Smoke did come up in playtesting, and was dropped as not being worth the time and complexity in the otherwise straightforward disengagement process. I'd also note that, aside from a couple of engagements in the Med, it did not impact surface engagements in WW2 (which as you will know were most often fought at night). And after a lifetime at sea, I can understand why, compared to squalls, fog, haze and dust storms!
This is what Sam Mustafa posted on his fB site.
There are more designer's notes in NIMITZ than in any previous game I've published, but there are still a lot of questions about why things *aren't* in the rulebook, that people have become accustomed to seeing in naval games of the past. I thought I'd address the three most common:
Coastal Bombardment
Relatively few naval games include this, mainly because it opens a huge box of land-warfare rules. Bombardment of what? There would need to be a system of "garrison points" or something like that, otherwise, what is the result of the bombardment?
How effective is the bombardment by different ships? Does a 15" gun bombard better than an 8" gun? How many guns? What if some of the bombarding ships are damaged? That would require more rules, and another step in the sequence.

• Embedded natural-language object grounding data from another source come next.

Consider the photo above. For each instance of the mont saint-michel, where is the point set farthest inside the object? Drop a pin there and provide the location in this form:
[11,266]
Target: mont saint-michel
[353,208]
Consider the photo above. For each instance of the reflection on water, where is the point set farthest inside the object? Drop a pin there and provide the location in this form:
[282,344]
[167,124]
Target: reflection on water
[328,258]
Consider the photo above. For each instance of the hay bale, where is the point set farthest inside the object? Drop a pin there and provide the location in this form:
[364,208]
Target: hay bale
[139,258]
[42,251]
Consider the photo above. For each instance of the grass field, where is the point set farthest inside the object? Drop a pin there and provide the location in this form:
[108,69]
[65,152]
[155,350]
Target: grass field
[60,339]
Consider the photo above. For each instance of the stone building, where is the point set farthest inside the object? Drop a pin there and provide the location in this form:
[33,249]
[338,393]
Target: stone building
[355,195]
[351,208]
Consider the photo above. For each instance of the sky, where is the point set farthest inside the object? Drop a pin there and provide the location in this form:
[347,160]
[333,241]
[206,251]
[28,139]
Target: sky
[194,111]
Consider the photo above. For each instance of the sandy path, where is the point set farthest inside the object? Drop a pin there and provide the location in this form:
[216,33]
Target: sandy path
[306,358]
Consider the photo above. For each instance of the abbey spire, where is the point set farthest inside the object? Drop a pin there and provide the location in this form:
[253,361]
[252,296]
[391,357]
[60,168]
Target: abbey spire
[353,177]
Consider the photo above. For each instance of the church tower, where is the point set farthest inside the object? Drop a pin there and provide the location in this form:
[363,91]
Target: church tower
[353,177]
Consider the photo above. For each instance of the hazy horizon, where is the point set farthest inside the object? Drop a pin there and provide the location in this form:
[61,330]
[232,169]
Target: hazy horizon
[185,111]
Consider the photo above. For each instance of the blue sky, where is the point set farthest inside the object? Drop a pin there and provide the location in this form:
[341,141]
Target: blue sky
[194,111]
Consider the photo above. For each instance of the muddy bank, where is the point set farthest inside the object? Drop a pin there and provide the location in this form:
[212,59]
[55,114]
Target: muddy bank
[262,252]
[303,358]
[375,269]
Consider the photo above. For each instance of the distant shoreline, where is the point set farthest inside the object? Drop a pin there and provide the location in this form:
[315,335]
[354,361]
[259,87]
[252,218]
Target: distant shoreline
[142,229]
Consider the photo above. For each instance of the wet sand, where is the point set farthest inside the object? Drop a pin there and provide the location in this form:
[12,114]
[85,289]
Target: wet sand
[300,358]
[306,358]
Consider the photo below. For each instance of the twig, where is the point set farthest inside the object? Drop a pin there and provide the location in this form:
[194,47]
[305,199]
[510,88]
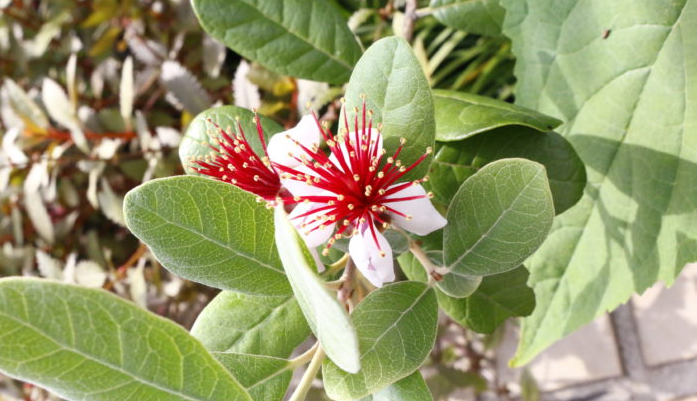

Are all bombardments equal, or does the defender's positions and terrain matter? More rules.
What is the goal? Are we softening up the base for an invasion? If so, then we'll need more rules for the combat between the invaders and the garrison.
This is a naval game; I want to keep the action at sea. But if you want to include coastal bombardment in a specific scenario, then it's relatively easy to write as a scenario rule: for example, if a TF with at least X-number of large guns anchors off the enemy base for two full periods, that base is assumed destroyed, or whatever criterion you care to write.
Smokescreens
This is the question I get most often. Why is there no smoke in NIMITZ? Many (most) of the playtest versions included smokescreens until we gave up on them for being a lot of fiddly rules for not much benefit. (The reason there's a "Marker Step" in the sequence of play is because that was once the stage during which you lifted the smoke markers.)
Smoke is one of those things that people are accustomed to playing literally, i.e. having game mechanics for putting it down and picking it back up again. It requires a fair amount of rules: How big are the markers? How many can you put down as the ship moves? Does it require some special phase or order to do so? What other actions can you do while making smoke? How does your ship's speed affect the number of smoke markers it can place? Then there's the issue of effect: How does it affect fire? The launching of torpedoes? Does the smoke marker affect the ship making it, or only those behind the markers? Is the smoke opaque, or is it a modifier to fire? Does smoke happen at night? What if a ship has fire control radar?
One of the conceptual problems here is that ships normally made smoke when they were breaking off the action, or when they were trying to put some distance between themselves and the enemy, i.e. a pause in the action. But in a wargame, where everything is compressed onto a small table, smoke appears in the midst of shooting, torpedoes, and close maneuvering, in ways that aren't historical but are expected because gamers are used to games that have these mechanics. We already have a "disengage" rule. What would smoke add to that?
I don't recall when in the playtest process we got rid of smoke, but I do recall that not one playtester asked to have it back. My advice to you is: play the game. If you really miss placing smoke markers, then ask yourself why: what function, specifically, are you missing? Just the ritual of putting it down and picking it back up again? Or is there a real tactical advantage that can accrue to one side, that you feel is lost? (Because if it applies equally to both sides, then there's really no need to play it out.) You can easily assume it's there, just like radar, spotter planes, and any number of other things that games abstract.
Mines
This is something that is so easily scenario house-ruled that I decided it didn't need to be in the book. For one thing, nobody needs it unless they're doing a very specific sort of scenario. For another, it's also a Pandora Box: do we include minelayers and minesweepers now? If mines are in the game, players will naturally want to know next: can we lay mines during the game? Or have a scenario involving minelayers?
The randomness of mines makes for an easy house rule: if you move through the minefield, roll a die. If you roll an "X" resolve a torpedo hit with Strength Y.
As a General Rule:
During playtesting, or especially after a game comes out, I have never seen players ask to remove things from a game. I have only ever seen them wanting to add things. Giving in to every such temptation results in an Advanced Squad Leader or Star Fleet Battles: a game that becomes slow, compendious, and hard to learn.
If that's your thing, then you're in luck, because there are a LOT of naval games like that. My M.O., however, has always been to streamline, to simplify, and to get at the essence of what players need to do: the fighting that matters. In the most direct and expedient way.
It's your game now, and you're free to do whatever you like with it, but if you wanted to know my rationale, that's why NIMITZ doesn't have many of the rituals that you're accustomed to seeing in naval games, and why I don't want it to.